Classes with an iFind index can subsequently be queried in SQL using the following syntax:

SELECT * FROM ThePackage.MyClass WHERE %ID %FIND search_index(MyBasicIndex, 'interesting')

This will return all the records containing the word "interesting". The following table lists a few sample search strings illustrating more advanced iFind search syntax.

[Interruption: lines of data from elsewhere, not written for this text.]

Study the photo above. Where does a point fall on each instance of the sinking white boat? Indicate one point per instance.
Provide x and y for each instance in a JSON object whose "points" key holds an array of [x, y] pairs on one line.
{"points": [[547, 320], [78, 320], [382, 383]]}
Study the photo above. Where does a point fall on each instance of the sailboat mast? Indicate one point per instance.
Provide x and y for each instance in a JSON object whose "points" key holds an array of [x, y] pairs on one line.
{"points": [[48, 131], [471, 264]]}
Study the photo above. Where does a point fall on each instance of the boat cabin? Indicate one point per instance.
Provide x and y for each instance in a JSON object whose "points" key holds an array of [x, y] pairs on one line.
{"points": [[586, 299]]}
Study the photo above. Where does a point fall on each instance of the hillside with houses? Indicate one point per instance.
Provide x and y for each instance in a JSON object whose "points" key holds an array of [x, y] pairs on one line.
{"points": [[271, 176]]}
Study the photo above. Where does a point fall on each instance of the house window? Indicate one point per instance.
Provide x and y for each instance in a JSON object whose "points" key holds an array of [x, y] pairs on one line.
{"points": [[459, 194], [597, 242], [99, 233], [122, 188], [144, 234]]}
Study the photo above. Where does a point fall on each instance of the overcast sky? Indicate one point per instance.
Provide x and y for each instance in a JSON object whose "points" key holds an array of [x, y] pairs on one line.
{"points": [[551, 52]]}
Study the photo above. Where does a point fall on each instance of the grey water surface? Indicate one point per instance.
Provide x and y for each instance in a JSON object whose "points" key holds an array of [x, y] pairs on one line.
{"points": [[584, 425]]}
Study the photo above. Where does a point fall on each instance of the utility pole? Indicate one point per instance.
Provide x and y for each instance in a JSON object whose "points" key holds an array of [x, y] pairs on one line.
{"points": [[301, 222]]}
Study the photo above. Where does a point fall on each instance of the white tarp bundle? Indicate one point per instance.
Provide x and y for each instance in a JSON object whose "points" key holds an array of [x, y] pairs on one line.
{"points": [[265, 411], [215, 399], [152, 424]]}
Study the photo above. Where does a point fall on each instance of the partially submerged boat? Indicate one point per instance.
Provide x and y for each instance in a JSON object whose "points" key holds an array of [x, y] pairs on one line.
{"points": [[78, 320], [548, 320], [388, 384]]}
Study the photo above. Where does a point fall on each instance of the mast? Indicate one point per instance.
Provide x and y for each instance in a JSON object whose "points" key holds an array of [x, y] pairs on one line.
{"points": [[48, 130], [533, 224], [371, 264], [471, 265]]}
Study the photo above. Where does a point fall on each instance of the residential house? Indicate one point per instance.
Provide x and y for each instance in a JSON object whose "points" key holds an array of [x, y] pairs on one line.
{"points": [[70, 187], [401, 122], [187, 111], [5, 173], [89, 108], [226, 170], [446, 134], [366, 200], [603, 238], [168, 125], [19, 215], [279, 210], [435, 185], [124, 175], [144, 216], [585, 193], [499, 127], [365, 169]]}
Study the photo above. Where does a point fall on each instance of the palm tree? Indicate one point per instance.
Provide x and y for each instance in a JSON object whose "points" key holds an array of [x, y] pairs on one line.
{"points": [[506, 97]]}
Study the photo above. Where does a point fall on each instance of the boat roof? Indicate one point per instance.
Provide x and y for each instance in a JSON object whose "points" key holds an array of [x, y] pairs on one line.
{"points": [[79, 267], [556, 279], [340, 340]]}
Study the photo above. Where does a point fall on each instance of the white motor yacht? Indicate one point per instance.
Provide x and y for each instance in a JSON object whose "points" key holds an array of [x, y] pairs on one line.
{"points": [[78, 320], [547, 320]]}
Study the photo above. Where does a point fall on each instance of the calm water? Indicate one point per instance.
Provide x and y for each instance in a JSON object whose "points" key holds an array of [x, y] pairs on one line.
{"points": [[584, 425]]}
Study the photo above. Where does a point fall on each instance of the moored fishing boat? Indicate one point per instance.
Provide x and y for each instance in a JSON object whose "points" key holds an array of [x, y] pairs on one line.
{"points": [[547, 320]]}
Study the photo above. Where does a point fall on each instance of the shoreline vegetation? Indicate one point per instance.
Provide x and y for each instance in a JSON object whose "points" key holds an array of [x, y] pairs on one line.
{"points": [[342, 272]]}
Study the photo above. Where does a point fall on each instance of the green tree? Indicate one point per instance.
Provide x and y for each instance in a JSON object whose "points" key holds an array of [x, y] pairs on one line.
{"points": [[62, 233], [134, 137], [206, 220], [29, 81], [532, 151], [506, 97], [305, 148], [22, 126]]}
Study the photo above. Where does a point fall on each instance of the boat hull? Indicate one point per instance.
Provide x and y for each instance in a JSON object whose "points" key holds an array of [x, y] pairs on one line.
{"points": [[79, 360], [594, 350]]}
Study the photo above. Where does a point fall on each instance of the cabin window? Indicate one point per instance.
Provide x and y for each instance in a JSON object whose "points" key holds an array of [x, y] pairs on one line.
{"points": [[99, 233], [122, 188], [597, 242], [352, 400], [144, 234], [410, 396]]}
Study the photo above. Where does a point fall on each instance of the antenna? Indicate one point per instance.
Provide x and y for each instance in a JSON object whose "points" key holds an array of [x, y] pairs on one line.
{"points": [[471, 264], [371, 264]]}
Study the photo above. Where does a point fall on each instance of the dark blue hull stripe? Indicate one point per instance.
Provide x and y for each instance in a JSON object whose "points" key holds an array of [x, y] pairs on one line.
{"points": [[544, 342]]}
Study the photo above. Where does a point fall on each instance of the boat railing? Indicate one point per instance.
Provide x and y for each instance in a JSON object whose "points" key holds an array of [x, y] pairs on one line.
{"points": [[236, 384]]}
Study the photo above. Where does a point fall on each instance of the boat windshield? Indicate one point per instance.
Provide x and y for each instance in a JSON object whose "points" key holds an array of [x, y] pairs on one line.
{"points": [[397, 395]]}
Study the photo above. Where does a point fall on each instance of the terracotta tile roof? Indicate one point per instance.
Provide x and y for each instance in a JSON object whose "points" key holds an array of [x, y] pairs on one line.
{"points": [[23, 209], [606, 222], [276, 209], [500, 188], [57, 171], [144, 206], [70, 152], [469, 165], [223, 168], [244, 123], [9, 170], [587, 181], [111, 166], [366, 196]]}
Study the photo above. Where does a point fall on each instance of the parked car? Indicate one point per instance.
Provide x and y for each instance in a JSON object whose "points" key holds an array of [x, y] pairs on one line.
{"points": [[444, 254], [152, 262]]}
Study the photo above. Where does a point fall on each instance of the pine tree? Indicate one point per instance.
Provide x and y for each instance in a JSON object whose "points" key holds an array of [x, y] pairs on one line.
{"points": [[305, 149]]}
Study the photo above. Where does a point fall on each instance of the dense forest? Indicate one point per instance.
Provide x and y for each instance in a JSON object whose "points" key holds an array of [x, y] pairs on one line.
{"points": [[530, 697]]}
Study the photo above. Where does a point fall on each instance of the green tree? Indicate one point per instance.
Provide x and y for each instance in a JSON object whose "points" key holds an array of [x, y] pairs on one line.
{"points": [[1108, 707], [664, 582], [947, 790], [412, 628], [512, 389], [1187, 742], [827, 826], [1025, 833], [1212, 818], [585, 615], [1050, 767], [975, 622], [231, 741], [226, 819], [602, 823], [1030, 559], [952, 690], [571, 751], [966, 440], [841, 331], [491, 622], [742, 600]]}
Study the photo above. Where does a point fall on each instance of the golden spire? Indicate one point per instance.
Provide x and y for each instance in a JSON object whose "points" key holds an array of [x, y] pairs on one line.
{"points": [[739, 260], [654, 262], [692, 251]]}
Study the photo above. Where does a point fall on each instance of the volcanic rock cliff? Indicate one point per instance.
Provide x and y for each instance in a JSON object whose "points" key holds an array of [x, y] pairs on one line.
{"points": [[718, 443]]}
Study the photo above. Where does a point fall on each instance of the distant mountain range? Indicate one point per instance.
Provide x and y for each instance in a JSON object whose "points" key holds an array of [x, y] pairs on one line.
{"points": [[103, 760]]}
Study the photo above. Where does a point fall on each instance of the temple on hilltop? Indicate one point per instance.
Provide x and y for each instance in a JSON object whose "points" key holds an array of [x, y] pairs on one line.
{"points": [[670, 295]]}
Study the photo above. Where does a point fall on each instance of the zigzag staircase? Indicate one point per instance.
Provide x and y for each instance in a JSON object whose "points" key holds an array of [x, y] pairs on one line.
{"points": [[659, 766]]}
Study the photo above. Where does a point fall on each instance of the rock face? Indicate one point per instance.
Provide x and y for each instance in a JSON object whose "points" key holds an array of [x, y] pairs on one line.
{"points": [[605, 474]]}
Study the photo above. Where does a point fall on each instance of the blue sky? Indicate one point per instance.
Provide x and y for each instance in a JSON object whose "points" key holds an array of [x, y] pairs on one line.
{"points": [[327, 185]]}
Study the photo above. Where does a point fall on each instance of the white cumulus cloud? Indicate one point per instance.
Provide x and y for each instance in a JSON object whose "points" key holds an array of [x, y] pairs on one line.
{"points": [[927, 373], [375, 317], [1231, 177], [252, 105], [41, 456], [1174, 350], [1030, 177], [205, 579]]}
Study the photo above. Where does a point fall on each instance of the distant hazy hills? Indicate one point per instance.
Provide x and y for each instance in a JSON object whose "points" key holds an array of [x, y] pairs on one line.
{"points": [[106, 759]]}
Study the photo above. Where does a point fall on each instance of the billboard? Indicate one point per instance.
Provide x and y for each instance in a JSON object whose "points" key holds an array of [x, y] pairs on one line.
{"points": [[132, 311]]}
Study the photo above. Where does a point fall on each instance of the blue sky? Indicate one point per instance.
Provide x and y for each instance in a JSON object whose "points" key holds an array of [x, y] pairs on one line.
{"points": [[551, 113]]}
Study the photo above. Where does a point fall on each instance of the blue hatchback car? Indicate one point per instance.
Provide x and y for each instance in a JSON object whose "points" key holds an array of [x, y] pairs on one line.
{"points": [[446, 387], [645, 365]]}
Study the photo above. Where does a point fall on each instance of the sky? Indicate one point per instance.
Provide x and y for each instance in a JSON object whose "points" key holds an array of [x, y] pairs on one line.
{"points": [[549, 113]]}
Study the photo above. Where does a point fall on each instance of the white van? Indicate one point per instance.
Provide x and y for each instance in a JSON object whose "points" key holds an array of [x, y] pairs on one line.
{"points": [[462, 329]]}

Search stringWhat will be retrieved
structureAll records containing the word "structure"
logical structureAll records containing both the words "logical" and "structure" (implicit AND)
logical structure*Same, but with anything that starts with "structure" (wildcard search)
"logical structure"All records containing the word "structure" right behind "logical" (positional search)
"logical ? structure"All records containing the words "logical" and "structure" with exactly one word in between (positional search)
"logical [0-5] structure"Positional again, but with up to 5 words between
[logical, structure, 5]"All records containing the words "logical" and "structure", but with up to 5 words between
[logical structure, diagram, 3-6]"All records containing the phrase "logical structure" and the word "diagram" again, with between 3 and 6 words between

It's also possible to use AND, OR and NOT, as well as parentheses to combine words into more complex search strings, other than the implicit AND which is the default behavior for multi-word search:

Search stringWhat will be retrieved
FixedAll records containing the word "fixed"
Fixed and storedAll records containing "fixed" and "stored"
Fixed and not storedAll records containing "fixed" but not "stored"
Fixed and not "stored procedure"All records containing "fixed" but not the positional string "stored procedure"
fixed and ("stored procedure" or "default parameters")All records containing "fixed" and either "stored procedure" or "default parameters"
Fixed and \notAll records containing the words "fixed" and "not"
Fixed \and \notAll records containing "fixed", "and" and "not"
not generatedAll records not containing "generated"
\not generatedImplicit AND of "not" and "generated"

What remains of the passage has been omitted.